Ibsen’s theater career began with the performance of his second play, The Warrior’s Barrow (1850). He served as writer-manager of the Norwegian Theatre in Bergen from 1851 to 1857, when he became artistic director of the Christiania Norwegian Theatre in Christiania (now Oslo). In 1858, he married Suzannah Thoresen, whose devotion brought him lifelong emotional security. In 1864, a grant for foreign study began a 27-year period of voluntary exile for Ibsen, mainly in Italy and Germany. During this time, he wrote his most enduring masterpieces. He returned permanently to Christiania in 1891. He died on May 23, 1906.
His plays.
Ibsen’s first period (1850-1873) consists mainly of verse dramas, most based on Norwegian history and folk literature. The best are Brand (written in 1865), a symbolic tragedy, and Peer Gynt (written in 1867), a fantasy.
Ibsen’s most popular works today are the prose “problem plays” of his second period (1877-1891). They are realistic studies of small-town life. In them, Ibsen exposed the deceptions and corruption that he saw in middle-class society. A Doll’s House (1879) explores the oppression of women. Ghosts (1882) portrays the terrible cost of inherited guilt. An Enemy of the People (1883) deals with community suppression of a truth that it finds inconvenient. The Wild Duck (1885) deals with the relative merits of reality and illusion. Hedda Gabler (1891) concerns the psychological dangers of social and sexual repression.

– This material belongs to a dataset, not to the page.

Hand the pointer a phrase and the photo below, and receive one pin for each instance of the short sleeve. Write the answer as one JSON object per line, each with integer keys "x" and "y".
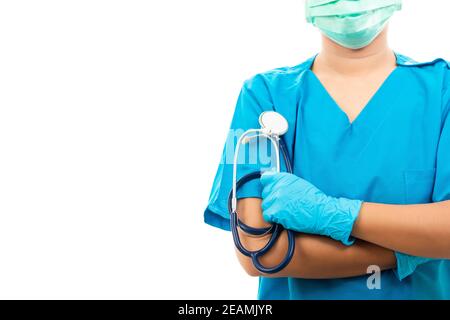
{"x": 253, "y": 100}
{"x": 442, "y": 184}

The plays of Ibsen’s last period (1892-1900) reintroduced the heightened symbolic intensity of the playwright’s early work. They reveal Ibsen’s mystical side, especially his interest in the workings of the unconscious and the individual’s struggle to achieve self-realization. The plays of this period are The Master Builder (1893), Little Eyolf (1895), John Gabriel Borkman (1897), and When We Dead Awaken (1900).